RALEIGH, N.C. -- Millions of dollars have been amassed by groups for and against North Carolina's proposed constitutional amendment to ban civil unions and marriage equality.
Christian Action League has raised $312,000 and the anti-gay hate group National Organization for Marriage has donated $303,000 to top the list of supporters of passing the amendment. Other major donors include tax software executive Phil Drake ($250,000), Roman Catholic dioceses ($100,000) and North Carolina Values Coalition ($66,000). A total of 26% of the $1.2 million raised came from individuals.
Human Rights Campaign locally and nationally raised $251,000 to lead the way for opponents of the amendment. Other top donors included Michigan billionaire Jon Stryker ($200,000), Replacements Ltd. ($130,000), Blueprint NC ($105,000), and Raleigh philanthropist Todd Stiefel ($100,000). A total of 70% of the $2 million raised came from individuals.
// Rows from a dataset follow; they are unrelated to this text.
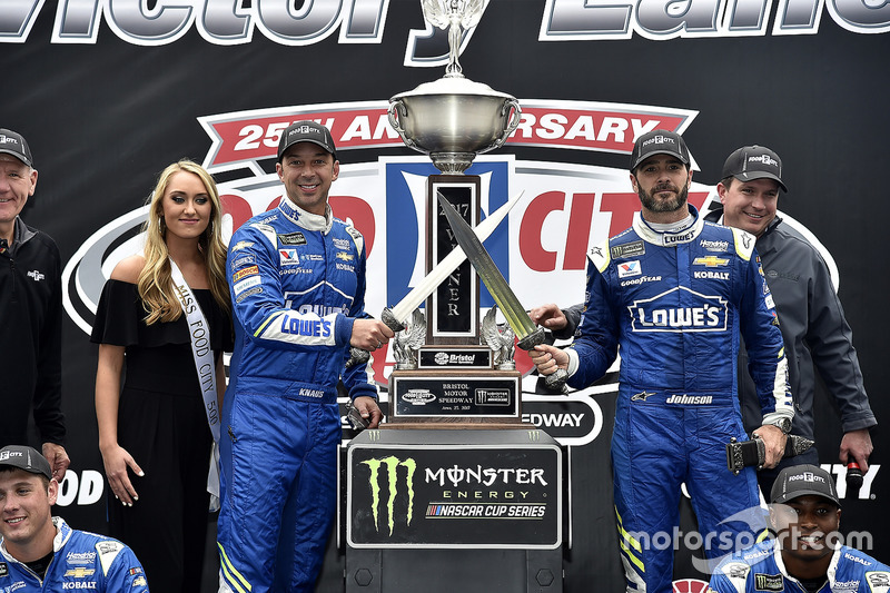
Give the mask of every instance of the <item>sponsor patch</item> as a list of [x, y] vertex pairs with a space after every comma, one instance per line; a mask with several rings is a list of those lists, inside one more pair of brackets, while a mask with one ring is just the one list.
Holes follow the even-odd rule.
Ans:
[[299, 231], [278, 235], [278, 243], [281, 245], [306, 245], [306, 236]]
[[247, 290], [248, 288], [253, 288], [255, 286], [259, 286], [260, 284], [263, 284], [263, 279], [259, 276], [248, 276], [244, 280], [241, 280], [239, 283], [235, 283], [233, 285], [231, 289], [235, 293], [235, 296], [238, 296], [241, 293], [244, 293], [245, 290]]
[[240, 268], [243, 266], [249, 266], [251, 264], [256, 264], [256, 259], [254, 259], [254, 256], [248, 255], [248, 256], [239, 257], [238, 259], [233, 259], [231, 260], [231, 270], [235, 271], [236, 269], [238, 269], [238, 268]]
[[263, 291], [263, 287], [261, 286], [257, 286], [256, 288], [251, 288], [250, 290], [247, 290], [246, 293], [241, 293], [240, 295], [238, 295], [235, 298], [235, 303], [240, 303], [245, 298], [247, 298], [247, 297], [249, 297], [251, 295], [258, 295], [261, 291]]
[[249, 268], [239, 269], [235, 274], [231, 275], [231, 283], [237, 284], [238, 280], [246, 278], [247, 276], [257, 276], [259, 275], [259, 268], [257, 266], [250, 266]]
[[617, 266], [619, 268], [619, 278], [626, 278], [629, 276], [639, 276], [643, 271], [643, 267], [640, 265], [639, 259], [634, 259], [632, 261], [622, 261]]
[[240, 251], [241, 249], [247, 249], [253, 246], [254, 244], [251, 241], [238, 241], [229, 248], [229, 251]]
[[725, 251], [730, 248], [730, 241], [709, 241], [708, 239], [702, 239], [699, 241], [699, 245], [709, 251]]
[[754, 573], [754, 589], [758, 591], [784, 591], [785, 584], [781, 574]]
[[612, 255], [612, 259], [619, 259], [622, 257], [640, 257], [641, 255], [645, 255], [646, 244], [643, 241], [633, 241], [625, 245], [616, 245], [615, 247], [612, 247], [609, 253]]
[[729, 264], [730, 260], [725, 257], [716, 257], [714, 255], [709, 255], [705, 257], [696, 257], [692, 260], [693, 266], [705, 266], [709, 268], [715, 268], [718, 266], [725, 266]]
[[278, 249], [278, 260], [283, 266], [299, 266], [299, 254], [296, 249]]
All figures were originally reported by newsobserver.com, which poured through financial records released to the public. The website reported:
The constitutional amendment to ban gay marriage and civil unions is making North Carolina a national battleground, the extent to which is now coming into focus with campaign finance reports showing the referendum buoyed by big out-of-state donors and interest groups.
The National Organization for Marriage contributed more than $300,000 to the group pushing the May 8 ballot initiative, according to reports filed this week, and the Human Rights Campaign countered with $250,000 from its national and state affiliates to defeat it. And the campaigns for and against the amendment are pulling heavily from the 2008 contest in California on Proposition 8 with top consultants, donors and organizations from each side of that fight helping to define the issue in North Carolina.
The two referendum committees raised a combined $3.2 million, likely making it the most expensive campaign in the state this primary season, more than doubling the cost of the Democratic governor’s race and many heated congressional primaries.
“The fight going on in North Carolina right now is critical to the larger LGBT community,” said Michael Cole-Schwartz with the D.C.-based Human Rights Campaign. “It’s important to note that North Carolina is the only state in the South not to have passed an amendment.”